Yesterday, the House rejected a bill (The Unborn Child Pain Awareness Act) that would require a physician to tell a woman, past her 20th week of pregnancy, that her fetus could feel pain during an abortion procedure. During prenatal surgery, physicians will routinely administer anaesthetics to the babies past 20 weeks gestation. The bill does not require that a woman use the anaesthetic – she is free to reject it, even if the abortion is not medically necessary. Essentially, all that the bill requires is that the mother be given the option of having her baby anaesthised during the abortion.
“Feminists” are cheering this as a victory for abortion rights. Are women so weak that we need to be shielded from the idea that a late-term abortion may cause fetal pain? (The pachyderm notes that the NY Times, that bastion of unbiased reporting, called this an “anti-abortion bill.” How ’bout an “anti-pain bill?”)

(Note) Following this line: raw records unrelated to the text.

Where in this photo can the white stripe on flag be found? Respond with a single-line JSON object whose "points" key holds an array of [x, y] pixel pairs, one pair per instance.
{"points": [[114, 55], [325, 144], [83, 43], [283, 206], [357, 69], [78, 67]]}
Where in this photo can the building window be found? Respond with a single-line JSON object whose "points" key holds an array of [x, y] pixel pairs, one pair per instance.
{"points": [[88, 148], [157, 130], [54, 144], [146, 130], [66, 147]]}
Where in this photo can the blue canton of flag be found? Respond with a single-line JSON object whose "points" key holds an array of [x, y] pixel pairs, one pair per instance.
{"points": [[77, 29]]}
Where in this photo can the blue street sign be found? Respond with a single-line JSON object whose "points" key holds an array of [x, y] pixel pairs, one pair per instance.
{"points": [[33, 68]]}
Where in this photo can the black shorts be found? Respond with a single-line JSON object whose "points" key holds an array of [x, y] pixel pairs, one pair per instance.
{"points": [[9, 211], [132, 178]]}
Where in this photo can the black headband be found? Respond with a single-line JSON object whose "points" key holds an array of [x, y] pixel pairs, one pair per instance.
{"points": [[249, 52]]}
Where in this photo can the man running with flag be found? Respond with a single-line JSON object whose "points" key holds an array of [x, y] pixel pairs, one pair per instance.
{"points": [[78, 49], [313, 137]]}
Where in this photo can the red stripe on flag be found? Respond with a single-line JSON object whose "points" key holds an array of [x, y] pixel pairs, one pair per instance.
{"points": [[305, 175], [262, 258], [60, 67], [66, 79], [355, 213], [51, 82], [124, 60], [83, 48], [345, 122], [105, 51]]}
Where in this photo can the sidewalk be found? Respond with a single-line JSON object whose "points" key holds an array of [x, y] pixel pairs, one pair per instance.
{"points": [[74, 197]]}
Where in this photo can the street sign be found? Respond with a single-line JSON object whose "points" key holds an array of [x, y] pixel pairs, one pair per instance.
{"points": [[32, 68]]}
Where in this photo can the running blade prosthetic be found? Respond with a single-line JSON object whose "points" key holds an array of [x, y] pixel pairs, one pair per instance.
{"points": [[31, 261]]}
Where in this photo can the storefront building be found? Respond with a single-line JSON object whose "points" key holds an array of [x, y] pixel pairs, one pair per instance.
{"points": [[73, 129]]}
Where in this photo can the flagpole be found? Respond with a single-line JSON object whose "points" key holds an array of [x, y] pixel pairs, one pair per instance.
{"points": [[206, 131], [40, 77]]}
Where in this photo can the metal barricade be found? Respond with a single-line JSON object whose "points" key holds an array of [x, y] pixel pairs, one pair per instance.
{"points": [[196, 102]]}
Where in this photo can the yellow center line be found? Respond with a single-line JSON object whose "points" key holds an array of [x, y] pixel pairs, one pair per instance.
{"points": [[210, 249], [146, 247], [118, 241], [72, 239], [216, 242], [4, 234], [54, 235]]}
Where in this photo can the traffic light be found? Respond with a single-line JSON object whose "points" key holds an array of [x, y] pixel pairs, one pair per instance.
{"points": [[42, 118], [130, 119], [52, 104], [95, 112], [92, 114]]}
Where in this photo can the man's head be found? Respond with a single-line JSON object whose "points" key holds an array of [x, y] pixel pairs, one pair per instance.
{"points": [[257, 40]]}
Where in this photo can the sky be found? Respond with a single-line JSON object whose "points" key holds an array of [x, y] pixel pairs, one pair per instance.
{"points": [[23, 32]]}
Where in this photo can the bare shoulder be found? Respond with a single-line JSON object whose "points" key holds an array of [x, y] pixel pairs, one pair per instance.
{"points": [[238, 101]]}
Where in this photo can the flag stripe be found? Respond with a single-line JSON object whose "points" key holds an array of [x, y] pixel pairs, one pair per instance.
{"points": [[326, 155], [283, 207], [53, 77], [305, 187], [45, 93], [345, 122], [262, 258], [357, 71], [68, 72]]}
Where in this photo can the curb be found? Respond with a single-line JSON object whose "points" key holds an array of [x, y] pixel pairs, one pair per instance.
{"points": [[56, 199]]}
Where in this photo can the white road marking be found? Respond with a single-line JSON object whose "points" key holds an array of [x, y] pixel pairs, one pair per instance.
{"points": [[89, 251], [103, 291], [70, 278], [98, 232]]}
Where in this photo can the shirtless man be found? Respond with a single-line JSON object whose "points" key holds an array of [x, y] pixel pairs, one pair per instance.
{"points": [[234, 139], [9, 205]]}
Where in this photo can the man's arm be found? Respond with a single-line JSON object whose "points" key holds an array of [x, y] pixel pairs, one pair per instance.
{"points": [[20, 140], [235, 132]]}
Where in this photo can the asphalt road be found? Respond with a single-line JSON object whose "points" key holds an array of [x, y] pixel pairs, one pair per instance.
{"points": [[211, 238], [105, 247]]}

Arguably, women who seek abortions for medical reasons (either women who cannot continue the pregnancy or whose babies are not developing properly) – who represent the bulk of late-term abortions – may be more inclined to seek an abortion if given the option of anaesthesing the baby, instead of leaving that decision to the almighty OB-GYN. In fact, Boston Magazine recently reported that women are fighting for more control during pregnancy and delivery. This is the antithesis of both “pro-choice” and obliterates feminist principles of bodily integrity and the right to make informed decisions.
According to Zogby International, 77% of Americans support a law that would require women who are more than 20 weeks along in their pregnancies to be given information about fetal pain. Modern laws require that the state administer an anaesthetic as part of lethal injection. We anaesthise our animals before putting them to sleep. So why do Democrats cheer the failure of a bill supported by more than 3/4th of the country and claim that it is anti-woman? (Even if every man in America supports the Act, at least 54% of women must support the it, too.)
The only issue that the pachyderm has with the UCPAA is that it is done by Congress and not the states. The practice of medicine and regulation of health, safety, and welfare of citizens has traditionally been a state, not a federal, matter.